5. Coaches have done a great job providing the blueprint

Head coach Sean McDermott and general manager Brandon Beane described the lengths they and the staff at One Bills Drive has gone to in order to make sure everyone has a safe and healthy environment when they're at the complex. Poyer said the staff has done a great job explaining what the players need to do in order to stay safe in the facility and at home. Due to protocols, Poyer explained the team is ready to adapt by day.

"I think just us as players, just being able to continue to adapt to how they're handling things in the front office to and passing it along to us," Poyer explained. "And then, it's up to us to apply that in our daily lives and apply that as you go home. Our families all understand what we're going through, and they understand it. They're just as much a part of it, of our team success, as we are. I think our coaches and staff have done a great job kind of laying out the blueprint as to what to expect. We're just going to continue to build off of that, and I think that we're heading in the right direction so far."
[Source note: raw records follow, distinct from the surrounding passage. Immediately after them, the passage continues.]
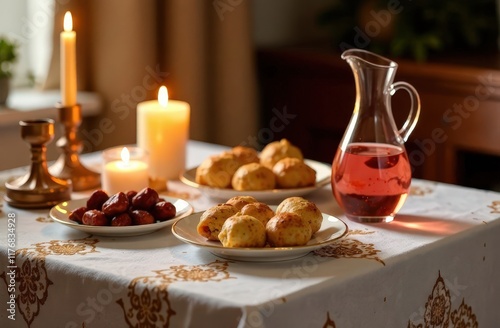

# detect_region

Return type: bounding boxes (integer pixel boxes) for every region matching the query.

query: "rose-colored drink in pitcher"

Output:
[332,142,411,222]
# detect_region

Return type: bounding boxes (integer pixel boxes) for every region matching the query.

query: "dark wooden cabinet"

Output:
[257,48,500,189]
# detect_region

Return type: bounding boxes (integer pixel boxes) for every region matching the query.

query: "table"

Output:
[0,141,500,327]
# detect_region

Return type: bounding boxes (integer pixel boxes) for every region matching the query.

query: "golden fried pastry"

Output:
[224,146,260,165]
[195,154,240,188]
[273,157,316,188]
[226,196,257,211]
[260,139,304,170]
[219,214,266,247]
[266,213,312,247]
[276,197,323,234]
[240,202,274,226]
[196,204,238,241]
[231,163,276,190]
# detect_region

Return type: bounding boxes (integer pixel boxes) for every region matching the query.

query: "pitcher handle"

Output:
[389,82,420,142]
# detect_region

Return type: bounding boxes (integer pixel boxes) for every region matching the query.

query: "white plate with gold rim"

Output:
[49,195,194,237]
[179,159,332,202]
[172,207,348,262]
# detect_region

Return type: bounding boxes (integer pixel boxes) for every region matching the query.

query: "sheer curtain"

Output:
[46,0,258,150]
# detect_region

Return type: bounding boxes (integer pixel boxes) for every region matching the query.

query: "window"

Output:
[0,0,55,88]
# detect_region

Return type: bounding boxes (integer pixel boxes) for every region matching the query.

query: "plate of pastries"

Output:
[49,188,194,237]
[172,196,348,262]
[180,139,331,201]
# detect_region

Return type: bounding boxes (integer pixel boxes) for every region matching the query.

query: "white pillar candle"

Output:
[60,11,77,106]
[137,86,190,181]
[101,147,149,196]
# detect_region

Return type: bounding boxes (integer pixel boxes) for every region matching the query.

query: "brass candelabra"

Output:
[5,119,72,208]
[49,104,101,191]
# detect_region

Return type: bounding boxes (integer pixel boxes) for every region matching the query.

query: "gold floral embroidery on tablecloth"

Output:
[161,190,201,201]
[36,216,54,223]
[410,186,434,196]
[31,238,99,256]
[323,312,337,328]
[0,238,98,327]
[313,230,385,265]
[117,260,232,327]
[408,272,479,328]
[488,200,500,213]
[0,252,53,327]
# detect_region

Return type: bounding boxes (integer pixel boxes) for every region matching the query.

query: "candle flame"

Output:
[64,11,73,32]
[158,85,168,107]
[121,147,130,164]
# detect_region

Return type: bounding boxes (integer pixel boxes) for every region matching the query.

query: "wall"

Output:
[252,0,328,47]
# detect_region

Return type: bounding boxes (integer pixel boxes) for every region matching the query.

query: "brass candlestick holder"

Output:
[5,119,71,208]
[49,104,101,191]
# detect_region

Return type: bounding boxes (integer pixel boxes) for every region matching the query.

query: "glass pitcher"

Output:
[331,49,420,222]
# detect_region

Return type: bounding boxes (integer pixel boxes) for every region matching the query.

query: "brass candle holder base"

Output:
[5,119,72,208]
[49,104,101,191]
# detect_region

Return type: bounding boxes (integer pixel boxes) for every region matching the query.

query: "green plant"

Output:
[318,0,498,61]
[0,37,19,78]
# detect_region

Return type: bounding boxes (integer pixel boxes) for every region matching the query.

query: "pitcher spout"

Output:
[341,49,398,69]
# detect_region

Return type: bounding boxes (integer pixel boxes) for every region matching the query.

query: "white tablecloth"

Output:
[0,142,500,327]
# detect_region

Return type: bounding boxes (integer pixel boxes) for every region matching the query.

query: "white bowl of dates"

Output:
[50,188,193,237]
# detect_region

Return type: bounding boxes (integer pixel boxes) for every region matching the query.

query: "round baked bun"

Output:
[266,213,312,247]
[225,146,260,165]
[240,202,274,226]
[273,157,316,188]
[231,163,276,191]
[195,154,240,188]
[219,214,266,247]
[196,204,238,241]
[276,197,323,234]
[226,196,257,211]
[260,139,304,170]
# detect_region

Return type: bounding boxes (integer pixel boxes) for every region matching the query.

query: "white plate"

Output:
[50,195,194,237]
[180,159,332,202]
[172,207,348,262]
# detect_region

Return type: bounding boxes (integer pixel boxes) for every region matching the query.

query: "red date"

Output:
[130,210,155,225]
[132,188,160,210]
[74,188,177,227]
[102,192,129,217]
[82,210,109,226]
[87,190,109,210]
[111,213,132,227]
[151,201,176,221]
[69,206,88,223]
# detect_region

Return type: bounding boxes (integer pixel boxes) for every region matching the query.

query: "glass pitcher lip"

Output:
[340,48,398,68]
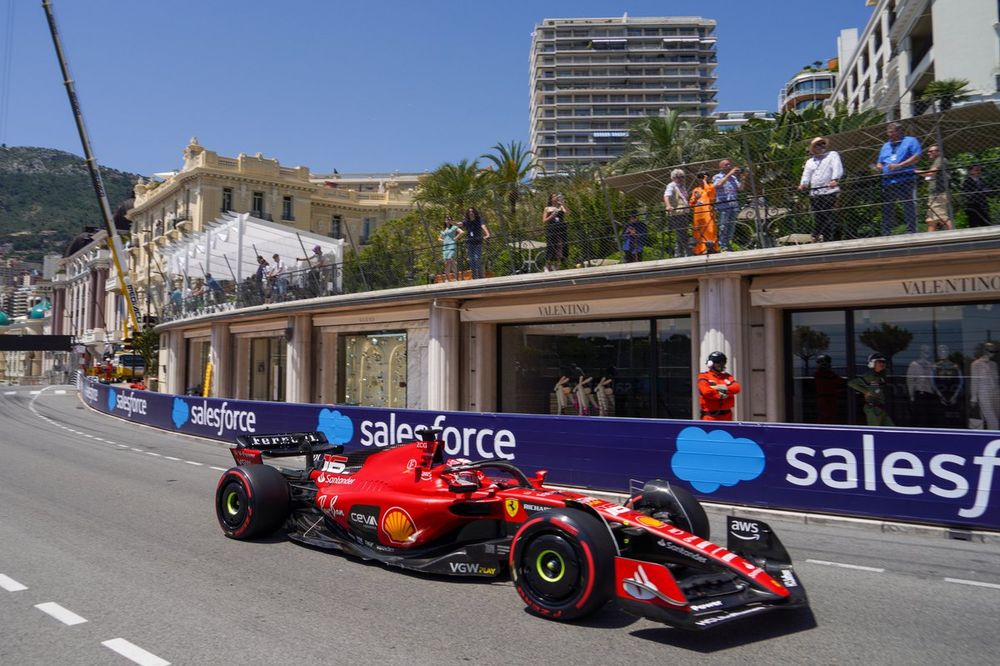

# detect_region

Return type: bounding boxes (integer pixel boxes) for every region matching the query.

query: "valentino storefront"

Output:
[160,227,1000,428]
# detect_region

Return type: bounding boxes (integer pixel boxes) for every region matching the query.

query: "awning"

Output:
[161,213,344,280]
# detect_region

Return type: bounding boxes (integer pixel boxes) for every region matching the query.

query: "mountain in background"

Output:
[0,146,139,261]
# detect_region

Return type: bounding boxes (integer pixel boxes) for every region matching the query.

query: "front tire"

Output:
[510,509,615,621]
[215,465,291,539]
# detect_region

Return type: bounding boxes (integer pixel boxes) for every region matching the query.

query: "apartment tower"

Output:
[530,14,718,173]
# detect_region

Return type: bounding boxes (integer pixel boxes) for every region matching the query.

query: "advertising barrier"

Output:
[80,380,1000,529]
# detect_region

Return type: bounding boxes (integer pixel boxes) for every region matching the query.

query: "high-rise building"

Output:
[827,0,1000,118]
[530,14,718,173]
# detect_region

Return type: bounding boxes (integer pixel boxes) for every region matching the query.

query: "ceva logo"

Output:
[170,398,191,428]
[316,408,354,444]
[670,427,765,493]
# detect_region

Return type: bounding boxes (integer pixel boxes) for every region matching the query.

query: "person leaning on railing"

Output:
[799,136,844,242]
[663,169,691,257]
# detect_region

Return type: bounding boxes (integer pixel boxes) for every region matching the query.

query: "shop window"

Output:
[786,302,1000,428]
[184,339,212,395]
[497,317,691,418]
[337,331,407,408]
[250,336,287,402]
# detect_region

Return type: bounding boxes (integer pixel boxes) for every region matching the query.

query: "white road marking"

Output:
[806,560,885,573]
[101,638,170,666]
[944,578,1000,590]
[0,574,28,592]
[35,601,87,626]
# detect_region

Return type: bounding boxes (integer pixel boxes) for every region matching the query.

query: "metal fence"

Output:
[154,103,1000,321]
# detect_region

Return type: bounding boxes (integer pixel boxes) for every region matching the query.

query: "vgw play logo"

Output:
[170,398,257,437]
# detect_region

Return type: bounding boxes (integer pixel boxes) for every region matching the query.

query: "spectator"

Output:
[688,172,719,254]
[462,206,490,279]
[875,123,920,236]
[663,169,691,257]
[799,136,844,242]
[622,213,648,264]
[917,145,955,231]
[542,192,569,273]
[267,253,288,302]
[438,215,465,282]
[712,160,743,252]
[253,254,271,303]
[962,164,990,227]
[205,273,226,303]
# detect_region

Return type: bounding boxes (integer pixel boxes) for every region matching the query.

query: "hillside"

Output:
[0,147,139,260]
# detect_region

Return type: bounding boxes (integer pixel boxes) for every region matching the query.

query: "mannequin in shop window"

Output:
[906,345,937,426]
[969,342,1000,430]
[932,345,965,427]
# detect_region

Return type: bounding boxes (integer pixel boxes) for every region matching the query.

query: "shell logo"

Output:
[635,516,664,527]
[382,506,417,543]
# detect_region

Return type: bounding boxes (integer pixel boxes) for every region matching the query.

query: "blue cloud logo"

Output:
[670,428,765,493]
[170,398,190,428]
[316,409,354,444]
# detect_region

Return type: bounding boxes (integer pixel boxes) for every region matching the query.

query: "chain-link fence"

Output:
[153,103,1000,320]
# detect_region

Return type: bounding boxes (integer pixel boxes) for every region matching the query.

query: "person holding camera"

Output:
[698,352,740,421]
[712,159,744,252]
[542,192,569,273]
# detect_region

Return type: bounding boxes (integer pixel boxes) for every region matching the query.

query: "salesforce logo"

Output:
[670,427,765,493]
[316,409,354,444]
[170,398,190,428]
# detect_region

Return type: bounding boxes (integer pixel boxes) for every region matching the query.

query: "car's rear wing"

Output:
[230,432,344,469]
Monday was the first day the team was at the complex together, and Poyer said the differences in the facility from this season to last are night and day.

6. Expectations to build off last season

The Bills defense has expectations to remain one of the best in the league this season because they return several starters. Some of those starters, Tremaine Edmunds and Matt Milano, are also a year older and wiser. When you throw that into the mix with new defensive line additions who provide versatility, the expectations may seem even higher. Poyer feels their goals as a defense are attainable because many key pieces have been together in the defense for years.
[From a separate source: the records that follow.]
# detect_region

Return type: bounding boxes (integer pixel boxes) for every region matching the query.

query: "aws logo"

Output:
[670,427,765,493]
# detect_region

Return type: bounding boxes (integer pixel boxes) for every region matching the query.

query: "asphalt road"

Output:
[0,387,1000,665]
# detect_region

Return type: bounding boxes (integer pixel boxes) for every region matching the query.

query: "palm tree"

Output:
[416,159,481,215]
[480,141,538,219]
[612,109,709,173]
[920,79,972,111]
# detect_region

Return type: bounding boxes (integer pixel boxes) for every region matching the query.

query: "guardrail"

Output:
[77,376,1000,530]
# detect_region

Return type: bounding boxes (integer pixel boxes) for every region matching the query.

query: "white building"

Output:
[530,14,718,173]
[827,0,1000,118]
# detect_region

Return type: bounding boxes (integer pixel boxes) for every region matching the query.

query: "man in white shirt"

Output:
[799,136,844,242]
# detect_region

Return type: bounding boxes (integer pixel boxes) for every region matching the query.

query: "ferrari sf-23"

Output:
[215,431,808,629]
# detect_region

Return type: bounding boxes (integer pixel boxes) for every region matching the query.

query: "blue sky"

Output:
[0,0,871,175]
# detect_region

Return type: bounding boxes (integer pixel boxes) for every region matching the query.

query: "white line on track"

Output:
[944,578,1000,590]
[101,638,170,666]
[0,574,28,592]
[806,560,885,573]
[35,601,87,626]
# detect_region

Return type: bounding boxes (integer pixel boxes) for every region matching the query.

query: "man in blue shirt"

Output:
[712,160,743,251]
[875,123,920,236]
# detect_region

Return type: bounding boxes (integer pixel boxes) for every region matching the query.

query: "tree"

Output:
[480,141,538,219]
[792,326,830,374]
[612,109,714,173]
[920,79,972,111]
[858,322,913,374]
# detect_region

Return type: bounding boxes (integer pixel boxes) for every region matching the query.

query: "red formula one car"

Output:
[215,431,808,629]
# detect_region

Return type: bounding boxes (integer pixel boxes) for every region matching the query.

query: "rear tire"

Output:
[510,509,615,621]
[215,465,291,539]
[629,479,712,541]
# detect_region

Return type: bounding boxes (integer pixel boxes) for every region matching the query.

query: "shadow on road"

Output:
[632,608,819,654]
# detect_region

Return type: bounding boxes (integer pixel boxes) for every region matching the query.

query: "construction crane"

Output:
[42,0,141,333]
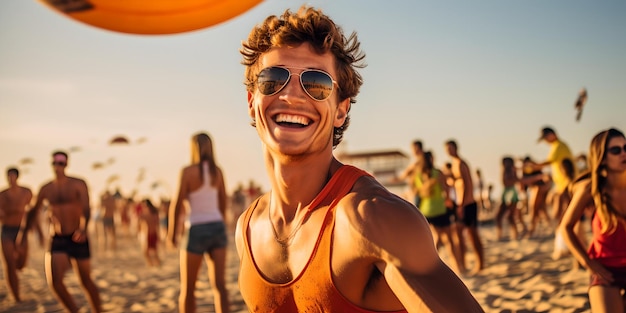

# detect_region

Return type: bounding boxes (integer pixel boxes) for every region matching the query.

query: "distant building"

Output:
[337,150,409,199]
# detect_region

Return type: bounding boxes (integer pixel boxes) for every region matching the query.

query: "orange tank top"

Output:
[239,165,406,313]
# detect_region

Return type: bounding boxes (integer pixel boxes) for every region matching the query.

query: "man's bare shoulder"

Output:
[335,177,437,272]
[67,176,87,187]
[337,177,423,233]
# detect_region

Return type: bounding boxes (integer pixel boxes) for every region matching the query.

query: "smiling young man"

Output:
[236,7,482,312]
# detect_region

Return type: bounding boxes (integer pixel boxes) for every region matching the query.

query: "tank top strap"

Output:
[202,161,211,185]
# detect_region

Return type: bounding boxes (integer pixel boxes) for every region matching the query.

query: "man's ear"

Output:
[333,98,350,127]
[248,91,256,120]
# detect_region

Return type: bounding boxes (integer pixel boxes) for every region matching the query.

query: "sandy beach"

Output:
[0,217,589,313]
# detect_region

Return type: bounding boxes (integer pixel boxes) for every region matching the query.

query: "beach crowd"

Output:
[0,6,626,313]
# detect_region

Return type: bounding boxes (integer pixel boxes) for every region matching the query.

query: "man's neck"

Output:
[267,157,341,208]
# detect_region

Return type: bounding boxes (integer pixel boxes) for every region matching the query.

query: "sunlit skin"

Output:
[559,133,626,313]
[32,154,102,312]
[236,43,482,312]
[0,172,33,302]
"It's just a matter of continuing to build off of what we've built the last two/three years here," Poyer said. "We obviously still have that bad taste in our mouth from the Houston game. That should be enough to fuel us coming into this season and understanding what we need to do to get over that hump. I love the pieces that we have. I love the additions that we brought in. We're going to continue to work to get over that hump, and like I said the ultimate goal is to bring a championship to Buffalo. It's going to take hard work and dedication. We have the right guys on the team to do that."

The players know the expectations for themselves and from the coaches are far higher than the public. Poyer said the important thing is making sure the young players are taking valuable reps, especially in a season where the rookies didn't participate in OTAs or minicamps.